Here I am in the CBC Radio Newsroom in Winnipeg, Manitoba. Note the cigar ( this is years before the smoking ban) the white shirt and tie,and the photos behind me - CF 100 fighter plane, polar bear.
I had not chosen Winnipeg as a place to work. I went there because the CBC National Newsroom in Toronto, where I was working as an editor, needed to make room for an editor in Winnipeg. His name was Bert Cowan and he is in one of pictures on this site.
Charlie Gunning, head of the National Newsroom in Toronto, promised that if I stayed in Winnipeg for at least a year he would bring me back to Toronto. He did.
Years later Charlie and I met up in the CBC office in London, England - he representing News, myself representing Public Affairs.
Winnipeg newsroom staff (that's me fourth from the left.)I returned to Winnipeg briefly to help with the coverage of the The Red River Flood in1956.
My memories of Winnipeg are sketchy perhaps because I wasn't that keen on being there.
I drove my Triumph Mayflower to Winnipeg from Toronto, going through the United States. I remember I carried a large two-piece black and white tv set in the back seat. The English -built Mayflower did not like the Winnipeg cold so it spent most of the winter parked and out of commission. Even an engine block heater could not keep it going.

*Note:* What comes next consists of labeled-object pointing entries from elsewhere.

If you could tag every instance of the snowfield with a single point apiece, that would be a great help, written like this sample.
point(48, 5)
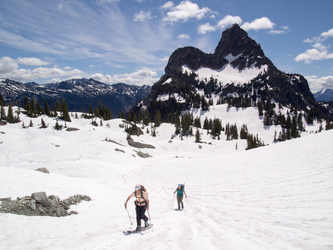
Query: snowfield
point(275, 197)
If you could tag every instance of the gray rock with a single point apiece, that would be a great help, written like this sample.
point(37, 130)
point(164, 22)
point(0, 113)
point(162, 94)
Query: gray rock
point(43, 170)
point(41, 198)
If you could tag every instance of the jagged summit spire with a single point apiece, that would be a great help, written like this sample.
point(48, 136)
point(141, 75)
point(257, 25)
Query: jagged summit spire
point(235, 41)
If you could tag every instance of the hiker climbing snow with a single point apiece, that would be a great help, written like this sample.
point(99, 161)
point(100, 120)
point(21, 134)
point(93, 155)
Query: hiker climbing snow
point(180, 194)
point(141, 204)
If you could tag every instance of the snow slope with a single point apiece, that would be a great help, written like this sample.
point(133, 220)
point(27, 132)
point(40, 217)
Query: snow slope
point(275, 197)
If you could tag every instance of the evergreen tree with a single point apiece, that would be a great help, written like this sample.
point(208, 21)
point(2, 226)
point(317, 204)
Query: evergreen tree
point(40, 110)
point(65, 111)
point(244, 132)
point(47, 109)
point(3, 115)
point(197, 136)
point(91, 112)
point(206, 124)
point(157, 119)
point(122, 115)
point(43, 123)
point(10, 115)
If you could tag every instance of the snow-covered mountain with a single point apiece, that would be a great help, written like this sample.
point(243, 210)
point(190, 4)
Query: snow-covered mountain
point(324, 95)
point(78, 93)
point(275, 197)
point(238, 73)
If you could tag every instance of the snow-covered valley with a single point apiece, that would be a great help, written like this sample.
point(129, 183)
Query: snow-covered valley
point(275, 197)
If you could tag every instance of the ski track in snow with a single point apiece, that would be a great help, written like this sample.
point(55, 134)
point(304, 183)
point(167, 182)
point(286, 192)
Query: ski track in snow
point(275, 197)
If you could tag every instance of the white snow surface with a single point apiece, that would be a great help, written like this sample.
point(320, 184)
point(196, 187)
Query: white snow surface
point(275, 197)
point(227, 74)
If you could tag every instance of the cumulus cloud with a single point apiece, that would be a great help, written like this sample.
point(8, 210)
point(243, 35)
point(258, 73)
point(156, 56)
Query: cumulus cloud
point(7, 65)
point(258, 24)
point(142, 16)
point(183, 37)
point(167, 5)
point(184, 11)
point(282, 30)
point(9, 69)
point(319, 83)
point(229, 20)
point(313, 54)
point(32, 61)
point(319, 51)
point(203, 29)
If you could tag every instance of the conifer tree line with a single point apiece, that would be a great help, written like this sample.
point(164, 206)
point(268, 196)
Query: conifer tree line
point(33, 109)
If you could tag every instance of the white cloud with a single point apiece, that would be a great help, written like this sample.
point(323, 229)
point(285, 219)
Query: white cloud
point(9, 69)
point(282, 30)
point(7, 65)
point(318, 83)
point(184, 11)
point(100, 77)
point(32, 61)
point(229, 20)
point(183, 37)
point(258, 24)
point(167, 5)
point(327, 34)
point(142, 15)
point(203, 29)
point(313, 54)
point(319, 50)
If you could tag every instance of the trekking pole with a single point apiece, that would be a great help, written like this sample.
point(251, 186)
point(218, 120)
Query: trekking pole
point(173, 201)
point(149, 216)
point(129, 216)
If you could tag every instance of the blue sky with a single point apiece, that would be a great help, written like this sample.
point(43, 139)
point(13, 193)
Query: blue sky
point(130, 41)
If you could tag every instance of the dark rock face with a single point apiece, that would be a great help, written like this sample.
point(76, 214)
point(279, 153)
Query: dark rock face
point(238, 51)
point(38, 204)
point(324, 95)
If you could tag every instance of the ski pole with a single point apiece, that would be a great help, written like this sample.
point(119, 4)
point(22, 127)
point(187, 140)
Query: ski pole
point(129, 216)
point(149, 216)
point(173, 201)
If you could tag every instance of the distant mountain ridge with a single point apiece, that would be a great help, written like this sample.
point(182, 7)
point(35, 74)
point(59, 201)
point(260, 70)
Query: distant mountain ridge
point(324, 95)
point(78, 93)
point(238, 73)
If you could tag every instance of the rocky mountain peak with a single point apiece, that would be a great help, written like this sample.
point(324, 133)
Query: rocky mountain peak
point(238, 72)
point(236, 41)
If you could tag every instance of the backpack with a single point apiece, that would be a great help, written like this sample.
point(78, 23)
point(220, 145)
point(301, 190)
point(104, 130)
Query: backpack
point(142, 189)
point(180, 192)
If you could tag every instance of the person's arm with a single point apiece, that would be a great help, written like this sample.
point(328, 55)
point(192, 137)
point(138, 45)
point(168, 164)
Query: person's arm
point(145, 196)
point(129, 197)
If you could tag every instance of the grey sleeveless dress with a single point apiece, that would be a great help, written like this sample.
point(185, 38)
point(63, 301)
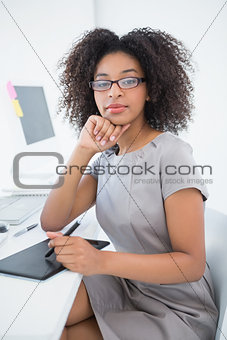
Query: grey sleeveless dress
point(130, 209)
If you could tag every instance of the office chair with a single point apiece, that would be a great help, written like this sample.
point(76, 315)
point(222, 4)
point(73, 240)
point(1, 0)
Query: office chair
point(216, 257)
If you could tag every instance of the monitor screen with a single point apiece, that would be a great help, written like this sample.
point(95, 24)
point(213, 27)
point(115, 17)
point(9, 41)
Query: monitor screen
point(36, 122)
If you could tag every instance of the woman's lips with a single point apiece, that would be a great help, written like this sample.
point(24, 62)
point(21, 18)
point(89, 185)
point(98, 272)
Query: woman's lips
point(116, 109)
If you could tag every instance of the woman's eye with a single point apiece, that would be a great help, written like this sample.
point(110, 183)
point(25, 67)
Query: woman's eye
point(129, 81)
point(102, 84)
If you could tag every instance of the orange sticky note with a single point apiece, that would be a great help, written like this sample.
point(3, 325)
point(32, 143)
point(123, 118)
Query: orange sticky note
point(17, 108)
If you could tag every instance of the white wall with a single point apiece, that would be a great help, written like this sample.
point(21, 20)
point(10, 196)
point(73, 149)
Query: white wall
point(188, 21)
point(51, 27)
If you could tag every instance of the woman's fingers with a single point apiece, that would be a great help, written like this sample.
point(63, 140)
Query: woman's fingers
point(53, 234)
point(103, 130)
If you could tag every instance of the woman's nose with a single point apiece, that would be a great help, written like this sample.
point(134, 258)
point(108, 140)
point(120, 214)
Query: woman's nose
point(115, 91)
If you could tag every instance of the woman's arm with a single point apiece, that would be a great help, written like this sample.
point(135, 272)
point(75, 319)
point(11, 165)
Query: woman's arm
point(60, 201)
point(185, 222)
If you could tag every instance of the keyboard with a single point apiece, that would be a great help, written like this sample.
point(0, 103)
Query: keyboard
point(16, 209)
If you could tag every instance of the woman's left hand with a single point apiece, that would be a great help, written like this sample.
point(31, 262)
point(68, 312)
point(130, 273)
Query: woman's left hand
point(75, 253)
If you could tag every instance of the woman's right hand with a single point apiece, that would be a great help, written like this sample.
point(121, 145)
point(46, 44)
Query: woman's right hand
point(105, 129)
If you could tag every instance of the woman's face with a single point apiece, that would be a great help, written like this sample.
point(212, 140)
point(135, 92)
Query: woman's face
point(115, 66)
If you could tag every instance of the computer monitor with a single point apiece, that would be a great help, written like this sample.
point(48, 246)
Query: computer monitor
point(32, 130)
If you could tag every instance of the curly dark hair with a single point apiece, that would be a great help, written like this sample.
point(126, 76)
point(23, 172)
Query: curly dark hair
point(166, 64)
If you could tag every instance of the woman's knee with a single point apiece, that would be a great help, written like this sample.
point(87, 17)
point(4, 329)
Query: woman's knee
point(81, 308)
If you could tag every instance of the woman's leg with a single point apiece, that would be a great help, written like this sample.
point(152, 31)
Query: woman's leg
point(84, 330)
point(80, 312)
point(81, 308)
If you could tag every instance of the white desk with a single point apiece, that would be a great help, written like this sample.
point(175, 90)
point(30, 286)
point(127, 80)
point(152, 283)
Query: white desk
point(32, 309)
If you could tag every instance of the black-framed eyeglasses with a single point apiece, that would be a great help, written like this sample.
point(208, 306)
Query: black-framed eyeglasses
point(123, 83)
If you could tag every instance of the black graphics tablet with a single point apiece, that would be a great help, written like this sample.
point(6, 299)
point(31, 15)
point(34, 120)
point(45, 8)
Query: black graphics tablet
point(32, 263)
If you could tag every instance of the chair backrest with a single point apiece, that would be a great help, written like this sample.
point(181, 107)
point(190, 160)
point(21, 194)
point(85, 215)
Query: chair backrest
point(216, 256)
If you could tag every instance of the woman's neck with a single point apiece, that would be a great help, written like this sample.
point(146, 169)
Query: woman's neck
point(136, 137)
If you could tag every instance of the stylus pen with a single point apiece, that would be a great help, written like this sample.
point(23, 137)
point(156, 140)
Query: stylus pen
point(69, 232)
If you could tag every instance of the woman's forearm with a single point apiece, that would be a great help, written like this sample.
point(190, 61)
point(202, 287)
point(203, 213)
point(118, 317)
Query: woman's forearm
point(167, 268)
point(60, 200)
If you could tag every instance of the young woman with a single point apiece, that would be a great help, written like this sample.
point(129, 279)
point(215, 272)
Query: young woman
point(129, 97)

I lived in a motel at a low winter rate my first weeks in Winnipeg, then moved to a boarding house downtown. I joined the library and seem to remember spending a lot of spare time with borrowed books.
It was in that library I read the original newspapers reporting on the trial and execution of Louis Riel and discovering, as most Canadians now realize, that Riel was not the villain we were taught he was.
Near the CBC building was a short order restaurant which served a delicious plate of fried eggs and fried potato paddies.
I would eat breakfast there on incredibly cold Winnipeg mornings when I was on an early shift in the newsroom. I remember policeman coming in wearing huge Buffalo fur coats that steamed in the heat of the restaurant.
Another cultural hotspot was the local beer parlour which was a favorite hang-out of newsroom staff. You could order as many draft beers as you wanted at one time so the table was always crowded with beer bottles. ( In Ontario you could order only one glass at a time.) The room was brightly lit as required by the law, and always a line-up at the toilet.
Lloyd Robertson, who I first met in Windsor where he was a CBC summer relief announcer, was working in CBC television in Winnipeg when I arrived, and we hung out a fair amount. Lloyd, of course, went on to national fame and acclaim as the host of CTV Newsroom and was crowned "The most trusted voice in Canada", or something like. I always found Lloyd to be a decent guy and our paths crossed several times in my career, including the investiture of Prince Charles as Prince of Wales at Carnarvon Castle in 1969. Lloyd, Gregg Oliver and I (and I think Joan Donaldson) observed the ceremony from the walls of castle.
Lloyd Robertson, CBC Winnipeg, 1952
I definitely remember we drank a lot of Drambuie liqueur in a local pub before returning to London by train.